Le prétexte était spécieux. Les intérêts des commerçans avaient souffert, il est vrai, mais ils eussent été bien autrement compromis si une conduite aussi importante, descendue directement de San-Luis par une route infestée de juaristes, était tombée au pouvoir de l’ennemi. Il fut en outre prouvé que chaque mois la place de Tampico trouvait encore assez de numéraire pour expédier en Europe de 60 à 100,000 piastres à des correspondans chargés de les vendre à prime[1]. La mauvaise volonté des négocians était évidente : ils durent s’exécuter et renoncer peut-être à l’espérance de voir, comme cela s’était déjà vu, s’éteindre leurs dettes dans le désordre des pronunciamientos !

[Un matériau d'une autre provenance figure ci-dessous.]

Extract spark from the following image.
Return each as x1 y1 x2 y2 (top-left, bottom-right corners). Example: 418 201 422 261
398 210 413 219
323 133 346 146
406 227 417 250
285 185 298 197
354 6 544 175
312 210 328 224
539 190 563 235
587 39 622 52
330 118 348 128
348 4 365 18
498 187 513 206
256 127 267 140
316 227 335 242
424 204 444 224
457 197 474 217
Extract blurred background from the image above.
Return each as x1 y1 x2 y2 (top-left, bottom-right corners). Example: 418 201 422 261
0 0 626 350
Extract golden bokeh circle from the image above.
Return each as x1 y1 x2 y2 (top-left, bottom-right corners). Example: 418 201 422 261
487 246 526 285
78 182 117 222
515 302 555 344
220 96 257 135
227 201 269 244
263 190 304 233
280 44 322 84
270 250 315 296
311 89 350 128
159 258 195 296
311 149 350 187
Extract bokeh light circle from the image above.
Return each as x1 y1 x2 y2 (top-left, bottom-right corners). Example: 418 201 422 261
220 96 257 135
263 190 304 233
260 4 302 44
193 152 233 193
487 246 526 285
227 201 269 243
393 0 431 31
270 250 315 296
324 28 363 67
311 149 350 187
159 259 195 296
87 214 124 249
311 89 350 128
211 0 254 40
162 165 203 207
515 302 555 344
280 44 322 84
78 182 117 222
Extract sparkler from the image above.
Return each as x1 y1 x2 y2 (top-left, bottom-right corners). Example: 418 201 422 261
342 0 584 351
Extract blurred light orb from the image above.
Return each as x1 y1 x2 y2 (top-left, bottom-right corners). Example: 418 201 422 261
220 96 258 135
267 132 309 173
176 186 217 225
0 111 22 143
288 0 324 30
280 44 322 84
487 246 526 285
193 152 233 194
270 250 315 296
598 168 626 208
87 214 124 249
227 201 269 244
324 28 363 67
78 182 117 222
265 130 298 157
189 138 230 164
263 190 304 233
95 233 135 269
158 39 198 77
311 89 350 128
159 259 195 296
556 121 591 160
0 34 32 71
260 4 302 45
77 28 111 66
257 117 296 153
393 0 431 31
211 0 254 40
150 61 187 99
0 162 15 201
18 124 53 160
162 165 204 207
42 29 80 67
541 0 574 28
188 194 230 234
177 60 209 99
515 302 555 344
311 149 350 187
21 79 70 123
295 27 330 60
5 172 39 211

Par malheur, en même temps que des résistances passionnées, soulevées par le commerce indigène et étranger, paralysaient notre action, l’appui moral donné à la cause de l’intervention par les maisons françaises établies au Mexique était nul, car quiconque a traversé en observateur impartial dans ces dernières années les terres chaudes comme les hauts plateaux, depuis le golfe jusqu’au Pacifique, reste en droit de se demander où sont les nationaux qui ont appelé nos armes au secours de leurs personnes ou de leurs fortunes menacées. Partout sur notre passage nous avons été tristement surpris d’entendre nos compatriotes s’écrier à la vue de l’uniforme français : « Que venez-vous faire ici ? Vous nous ruinez ! et après l’évacuation il ne nous restera plus qu’à plier bagage, car les représailles seront cruelles. » Triste déclaration, si on ne devait trouver quelque autre part le bénéfice de tant de sang et de tant d’or dépensés !

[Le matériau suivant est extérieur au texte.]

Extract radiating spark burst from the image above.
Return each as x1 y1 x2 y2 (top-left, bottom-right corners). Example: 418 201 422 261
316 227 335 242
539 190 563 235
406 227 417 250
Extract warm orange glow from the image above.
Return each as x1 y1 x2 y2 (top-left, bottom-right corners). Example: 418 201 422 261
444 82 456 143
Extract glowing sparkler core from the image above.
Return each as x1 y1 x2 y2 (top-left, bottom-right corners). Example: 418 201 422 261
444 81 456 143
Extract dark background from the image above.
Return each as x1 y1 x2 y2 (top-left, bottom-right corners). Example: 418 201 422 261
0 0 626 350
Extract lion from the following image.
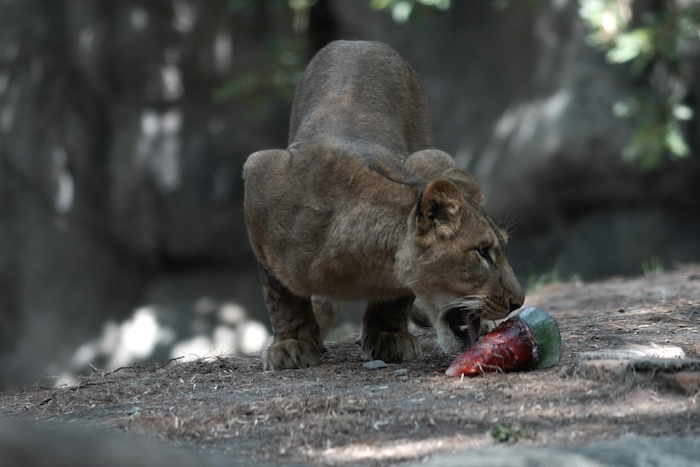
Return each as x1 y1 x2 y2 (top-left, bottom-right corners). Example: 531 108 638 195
243 41 524 370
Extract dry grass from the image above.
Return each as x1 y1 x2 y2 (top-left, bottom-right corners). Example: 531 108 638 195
0 267 700 465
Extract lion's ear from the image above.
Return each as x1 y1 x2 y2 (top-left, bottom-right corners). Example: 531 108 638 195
416 178 465 238
442 167 484 206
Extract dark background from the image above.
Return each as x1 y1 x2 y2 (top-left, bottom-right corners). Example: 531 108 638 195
0 0 700 387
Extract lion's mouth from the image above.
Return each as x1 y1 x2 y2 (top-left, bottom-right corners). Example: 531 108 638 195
446 307 481 351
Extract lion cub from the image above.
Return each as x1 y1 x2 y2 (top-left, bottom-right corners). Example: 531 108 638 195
243 41 524 370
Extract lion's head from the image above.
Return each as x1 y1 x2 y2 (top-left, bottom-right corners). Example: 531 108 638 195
397 168 524 353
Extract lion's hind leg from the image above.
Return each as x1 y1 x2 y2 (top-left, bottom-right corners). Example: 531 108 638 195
260 266 326 370
359 295 423 363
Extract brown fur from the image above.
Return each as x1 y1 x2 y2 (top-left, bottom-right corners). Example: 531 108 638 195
244 41 523 369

Le préfet politique de Tampico, dont la première mission était de ramener le calme, la concorde et la moralité dans la province dont l’administration lui avait été confiée, devait naturellement unir

  1. Les piastres mexicaines, dont le titre est supérieur, donnent lieu à un agio très actif sur les marchés de Londres et de Paris, qui les envoient à leur tour avec bénéfice en Chine et au Japon. C’est là la provenance et la destination de ces millions de piastres dont les journaux enregistrent pompeusement l’arrivage mensuel en Europe par la compagnie transatlantique ou par les steamers anglais, sans que d’ordinaire les gouvernemens aient rien à y prétendre.